CONGRATULATIONS – you have a tenant who has signed the lease and paid the deposit and

moved into your property.

Now you can just sit back and forget about it and collect the rent.

Well – you can if you wish, but what about your investment? You have tens of thousands

of pounds tied up in the property – and someone else is looking after it.

You would be wise to have the property inspected on a regular basis, but that said you

cannot just go letting yourself in to have a quick look around either. Not unless you want

to have a chat with the local constabulary.

As a landlord you have a right in law to conduct regular visit of your property – but

what regular is, rather inconveniently, not particularly well defined in law.

A letting agent should have given you advice to build the frequency of your planned

visits into your lease agreement, so both you and your tenant know and understand when

they are likely to occur. And if you have decided to use the ongoing services of a letting

agent, they will do these visits for you and report back to you.

You do have to give the tenant notice of a planned visit – DO NOT just turn up and

let yourself in. It may be your house but it is NOT your home. The tenant has the right

to be there and also for inspections to be at a mutually convenient time. Of course, if

they are happy for you to look around while they are not there, then that is fine – but

that is their call, not yours. Many people – especially single women – find the idea very

uncomfortable.

Tenants also have the right to be able to live a quiet life so going too often can disrupt

this – more than once every three months would seem to be pushing the boundaries by

many people’s standards.

It is also worth remembering what the visit is for – it is to check the condition of your

property. This works two ways – firstly making sure there has been no damage from the

tenants, but secondly ensuring that you are also keeping your property well maintained

yourself. The tenant may be responsible for wallpaper ripped off by their toddler but

you are responsible for fixing any missing roofing tiles that have blown off the house. The

tenant may well use the inspection as a good time to discuss maintenance.

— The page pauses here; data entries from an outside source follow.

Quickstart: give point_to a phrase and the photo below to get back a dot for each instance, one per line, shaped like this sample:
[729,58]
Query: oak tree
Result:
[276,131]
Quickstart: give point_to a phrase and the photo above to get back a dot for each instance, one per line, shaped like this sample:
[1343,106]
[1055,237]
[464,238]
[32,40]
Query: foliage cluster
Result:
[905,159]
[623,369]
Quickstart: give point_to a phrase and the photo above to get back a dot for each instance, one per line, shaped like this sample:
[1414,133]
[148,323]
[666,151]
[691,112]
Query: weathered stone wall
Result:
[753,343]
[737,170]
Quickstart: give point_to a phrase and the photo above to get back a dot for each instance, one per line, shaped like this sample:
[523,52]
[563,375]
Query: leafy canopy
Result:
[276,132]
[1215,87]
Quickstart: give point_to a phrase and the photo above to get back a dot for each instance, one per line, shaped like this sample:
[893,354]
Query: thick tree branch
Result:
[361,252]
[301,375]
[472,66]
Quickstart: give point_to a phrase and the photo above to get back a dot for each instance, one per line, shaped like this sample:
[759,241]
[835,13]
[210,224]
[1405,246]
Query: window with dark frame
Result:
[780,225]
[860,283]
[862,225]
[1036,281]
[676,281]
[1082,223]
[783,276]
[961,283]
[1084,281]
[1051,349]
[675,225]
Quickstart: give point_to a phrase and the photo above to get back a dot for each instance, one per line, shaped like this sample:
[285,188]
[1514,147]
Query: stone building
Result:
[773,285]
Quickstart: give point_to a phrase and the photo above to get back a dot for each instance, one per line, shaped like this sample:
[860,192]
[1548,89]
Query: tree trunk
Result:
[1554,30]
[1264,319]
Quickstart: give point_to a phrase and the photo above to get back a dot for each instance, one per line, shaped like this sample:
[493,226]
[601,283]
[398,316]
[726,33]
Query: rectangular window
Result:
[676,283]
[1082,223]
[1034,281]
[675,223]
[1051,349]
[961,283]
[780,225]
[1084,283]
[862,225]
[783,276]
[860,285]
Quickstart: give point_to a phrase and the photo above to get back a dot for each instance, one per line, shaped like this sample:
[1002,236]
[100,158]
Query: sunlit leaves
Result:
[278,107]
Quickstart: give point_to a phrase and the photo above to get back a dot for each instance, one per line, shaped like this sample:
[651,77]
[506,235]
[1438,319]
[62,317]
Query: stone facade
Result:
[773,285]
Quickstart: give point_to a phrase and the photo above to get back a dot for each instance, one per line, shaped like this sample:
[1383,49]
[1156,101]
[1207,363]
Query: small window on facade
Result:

What it is not for, however, is judging how the tenant chooses to live. If they are untidy

slobs who like living surrounded by pizza boxes and unwashed laundry, that is entirely

their choice provided the property is returned to you in good condition at the end of

the tenancy.

One suggestion for longer standing tenants would be to agree regular visits early on in

the tenancy, but once they have proved themselves as reliable and respectful occupiers,

drop the frequency down to longer periods.